R | 对亚马逊新总部可能位置进行可视化-CSDN博客

前不久，亚马逊宣布在寻找一个城市建立第二个总部。
他们对这个城市的标准是超过100万人，同时这个城市也要人才济济。
在一个新闻网站上面发现，我发现了一些可能的城市名单，他们都有超过100万的人口，而且每个城市都是相当多的人才。
https://www.cbsnews.com/news/amazon-hq2-cities-location-choices-new-second-headquarters/

新闻网页上已经对其进行了可视化，但是在这里，我要用R进行可视化。这是一个对网络爬虫/数据处理/可视化很好的锻炼。

有了这个想法，我们首先要爬取数据，然后数据处理（使用dplyr和一些其他工具），然后使用ggplot2绘制地图。

我需要说明的是我们这个分析不是完美的，因为不知道全部的城市名单，也不知道最终的选择标准，即使我们知道了，一个完整的分析远远超过了想博客这样的简单程度.

按照刚才说的，我们首先要做的就是进行数据预处理。

而且，如果你是一个数据科学家，这篇文章会给你提供一个思路，如何使用R和其他工具来分析，如果你是搞市场销售或市场运营，你也可以非常泳衣的用这个临时应急快速分析，作为一个模板或作为你工作的一个起始点、

首先，我们先加载一些我们需要的包。

#==============
# LOAD PACKAGES
#==============

library(rvest)
library(tidyverse)
library(stringr)
library(ggmap)

我们要用rvest包里面的几个函数来爬取数据，然后转换为一个数据框。

html.amz_cities <- read_html("https://www.cbsnews.com/news/amazons-hq2-cities-second-headquarters-these-cities-are-contenders/")

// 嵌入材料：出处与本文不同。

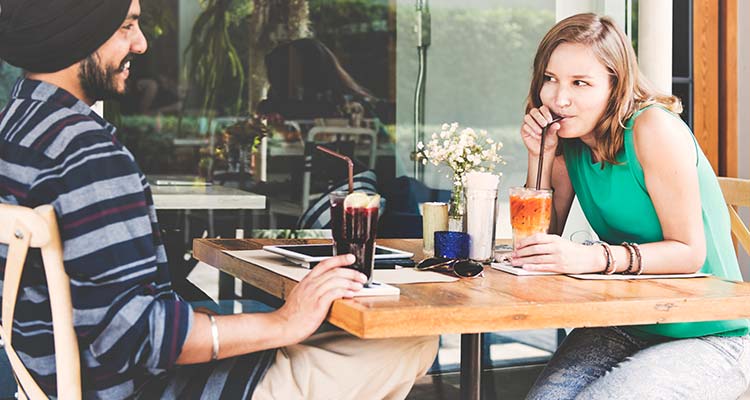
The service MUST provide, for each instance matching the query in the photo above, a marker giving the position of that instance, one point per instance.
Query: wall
(743, 105)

df.amz_cities <- html.amz_cities %>%
  html_nodes("table") %>%
  .[[1]] %>% 
  html_table()
# inspect
df.amz_cities %>% head()

我们现在来改变一下列名，党我们爬取到的数据时，它从网页上面没有读取到，所以我们就要自己动手添加。

#====================
# CHANGE COLUMN NAMES
#====================

# inspect initial column names
colnames(df.amz_cities)

# assign new column names
colnames(df.amz_cities) <- c("metro_area", 'state', 'population_tot', 'bachelors_degree_pct')

# inspect
df.amz_cities %>% head()

和我们预期的一样，爬取的数据列名（原网页显示的列名）在我们新建数据框的第一行，这个是不合适的，所以我们就删去第一行

#==============================================
# REMOVE FIRST ROW
# - when we scraped the data, the column names
#   on the table were read in as the first row
#   of data.
# - Therefore, we need to remove the first row
#==============================================

df.amz_cities <- df.amz_cities %>% filter(row_number() != 1)

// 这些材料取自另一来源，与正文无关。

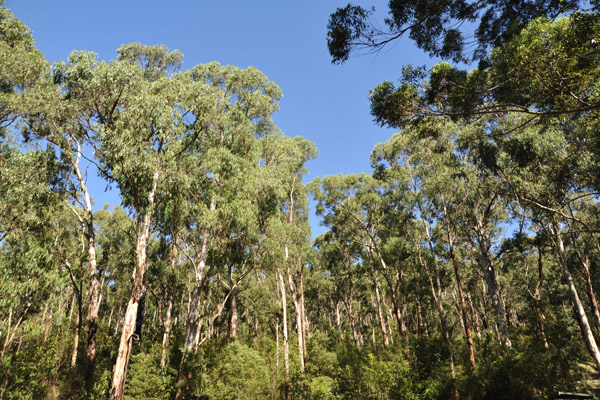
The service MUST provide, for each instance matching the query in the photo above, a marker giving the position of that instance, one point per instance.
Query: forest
(464, 265)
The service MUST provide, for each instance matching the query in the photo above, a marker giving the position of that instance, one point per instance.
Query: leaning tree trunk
(137, 291)
(380, 315)
(286, 349)
(463, 307)
(584, 324)
(489, 275)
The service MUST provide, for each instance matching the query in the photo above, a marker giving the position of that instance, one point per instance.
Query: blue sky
(286, 40)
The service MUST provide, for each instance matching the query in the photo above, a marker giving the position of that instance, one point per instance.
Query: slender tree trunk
(585, 263)
(463, 307)
(304, 320)
(94, 288)
(137, 291)
(386, 341)
(233, 325)
(77, 328)
(437, 296)
(165, 344)
(584, 324)
(286, 350)
(493, 289)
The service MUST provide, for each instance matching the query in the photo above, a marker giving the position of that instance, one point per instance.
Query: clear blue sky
(286, 40)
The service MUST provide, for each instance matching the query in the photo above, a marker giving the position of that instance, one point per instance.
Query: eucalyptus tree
(448, 30)
(357, 201)
(286, 245)
(143, 119)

现在我们需要修改两个变量bachelors_degree_pct 和population_tot,它们现在是字符类型，但我们需要将它转换为数字类型。因此我们需要强制类型转换。

#===================================================================================
# MODIFY VARIABLES
# - both bachelors_degree_pct and population_tot were scraped as character variables
#    but we need them in numeric format
# - we will use techniques to parse/coerce these variable from char to numeric
#===================================================================================

#--------------------------------
# PARSE AS NUMBER: population_tot
#--------------------------------

df.amz_cities <- mutate(df.amz_cities, population_tot = parse_number(population_tot))

# check
typeof(df.amz_cities$population_tot)

# inspect
df.amz_cities %>% head()

#-----------------------------
# COERCE: bachelors_degree_pct
#-----------------------------

df.amz_cities <- mutate(df.amz_cities, bachelors_degree_pct = as.numeric(bachelors_degree_pct))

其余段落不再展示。